Know These Key Performance Indicators (KPIs) for Your Small Business

KPIs-for-small-business

Key Performance Indicators (KPIs) are measuring tools that small business owners use to keep track of the progress in terms of profit and business growth. They let the entrepreneur know what they are doing right/wrong by showing the company’s health. These are the most crucial KPIs for small businesses that need to be monitored for ensuring constant growth.

Market share
Market share is a crucial financial KPI for small business. It shows how much control you have on the market. Knowing how well your company is doing relative to firms offering similar products, is crucial for sustainable growth. This is because you can adjust your strategy based on the competition to gain an edge.

Net profit
Net profit can be arrived at by subtracting your expenses from your revenue. It is one of the main business key performance indicators. Tracking it constantly every year tells you whether your business is profitable or not and by how much as well.

Net profit margin
The profit margin can be found by dividing net profit by revenue. For instance, if $10,000 was the revenue for the year and $4,000 was the net profit, then your profit margin is 40 percent, implying that you keep $0.40 for every dollar your company makes.

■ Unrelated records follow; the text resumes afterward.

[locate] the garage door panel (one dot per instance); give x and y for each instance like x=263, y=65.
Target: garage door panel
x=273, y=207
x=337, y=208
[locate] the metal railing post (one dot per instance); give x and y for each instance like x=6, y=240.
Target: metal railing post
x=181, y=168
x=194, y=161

Monitoring this KPI every year is essential because it tells you how efficiently you are using your revenue to generate profit.

Customer Acquisition Cost/ CAC
This indicator tells you how much you spend on getting a customer through your marketing efforts. CAC is a particularly important small business marketing KPI for internet-based companies. It gives them an insight into how to improve their marketing efforts.

Funnel analysis
In the age of the internet, small businesses have largely moved online for boosting revenue. This process measures the number of visitors who left a conversion without completing it. It helps you identify the reason that made a prospective buyer drop out of the conversation. Knowing these details can help you develop better sales strategies.

Quick ratio
Since cash flow is essential to prevent a small business from failing, you have to ask yourself this question frequently: Do I have enough money to cover my liabilities? To know the answer, add cash, marketable securities, and the amounts that you expect to arrive soon, and divide the sum by liabilities. Notably, a higher quick ratio signifies a healthy business that can take care of its present liabilities.

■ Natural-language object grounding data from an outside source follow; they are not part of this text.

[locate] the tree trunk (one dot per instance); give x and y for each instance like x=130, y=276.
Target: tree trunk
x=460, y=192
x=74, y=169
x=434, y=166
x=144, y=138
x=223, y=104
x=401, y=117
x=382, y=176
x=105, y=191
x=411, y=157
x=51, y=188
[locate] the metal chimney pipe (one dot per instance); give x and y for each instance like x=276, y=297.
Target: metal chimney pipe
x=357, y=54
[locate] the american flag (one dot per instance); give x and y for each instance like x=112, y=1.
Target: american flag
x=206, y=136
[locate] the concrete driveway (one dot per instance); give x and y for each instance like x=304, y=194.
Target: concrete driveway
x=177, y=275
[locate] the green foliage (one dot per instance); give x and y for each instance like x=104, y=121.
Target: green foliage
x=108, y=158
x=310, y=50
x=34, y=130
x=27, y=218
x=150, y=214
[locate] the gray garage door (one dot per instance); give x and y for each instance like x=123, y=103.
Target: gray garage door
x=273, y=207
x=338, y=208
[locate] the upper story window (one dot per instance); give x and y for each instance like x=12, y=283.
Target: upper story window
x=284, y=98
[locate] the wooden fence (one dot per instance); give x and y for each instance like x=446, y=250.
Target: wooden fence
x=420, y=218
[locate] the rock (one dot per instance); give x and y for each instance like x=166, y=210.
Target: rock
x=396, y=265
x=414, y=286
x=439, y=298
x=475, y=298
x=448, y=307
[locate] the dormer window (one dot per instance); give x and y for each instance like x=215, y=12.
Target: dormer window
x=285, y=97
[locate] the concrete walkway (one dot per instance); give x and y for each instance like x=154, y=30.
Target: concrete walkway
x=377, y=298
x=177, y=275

A customer’s lifetime value
This KPI tells you how much is a customer worth. You need this because it gives you an idea of how much to spend on sales/ marketing. Finding how much a customer is worth, and keeping your sales/marketing costs significantly lower, is a winning strategy.

If you work with clients on a retainer basis, you can determine this KPI by multiplying the average number of months a client has worked with you by their average retainer price.

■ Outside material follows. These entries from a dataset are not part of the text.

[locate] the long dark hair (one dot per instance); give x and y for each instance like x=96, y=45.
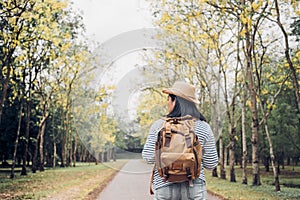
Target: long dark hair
x=184, y=107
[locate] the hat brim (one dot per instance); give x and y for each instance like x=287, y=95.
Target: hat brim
x=178, y=93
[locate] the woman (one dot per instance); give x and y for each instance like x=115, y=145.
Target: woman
x=181, y=102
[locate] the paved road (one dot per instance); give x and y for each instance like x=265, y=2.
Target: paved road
x=132, y=183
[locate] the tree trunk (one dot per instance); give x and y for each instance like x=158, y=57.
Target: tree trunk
x=288, y=58
x=221, y=155
x=35, y=152
x=54, y=144
x=43, y=125
x=276, y=177
x=75, y=150
x=231, y=155
x=12, y=175
x=244, y=144
x=4, y=90
x=25, y=150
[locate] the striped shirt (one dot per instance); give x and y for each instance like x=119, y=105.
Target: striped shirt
x=206, y=138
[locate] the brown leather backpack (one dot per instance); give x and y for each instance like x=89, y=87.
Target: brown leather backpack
x=178, y=150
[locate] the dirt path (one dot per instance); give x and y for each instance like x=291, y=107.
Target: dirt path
x=132, y=183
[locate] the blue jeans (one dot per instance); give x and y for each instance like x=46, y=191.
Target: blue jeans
x=182, y=191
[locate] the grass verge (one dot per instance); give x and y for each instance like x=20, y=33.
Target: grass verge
x=84, y=181
x=237, y=190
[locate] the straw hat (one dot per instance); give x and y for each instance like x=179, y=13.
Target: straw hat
x=183, y=90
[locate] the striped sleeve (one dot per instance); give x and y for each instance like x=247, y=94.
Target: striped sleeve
x=148, y=152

If your collaboration is on a project-basis, finding the average number of projects you work on with them per month, and the costs involved will give you an insight into the client’s average lifetime value.

The bottom-line
Tracking of these KPIs can go a long way in keeping your business healthy while providing with the insights needed for further growth. Monitoring these KPIs does not have to be a cumbersome process. Knowing the most relevant KPIs for your business and using the right tools for applications such as business expense tracking can help you make informed decisions that drive business growth.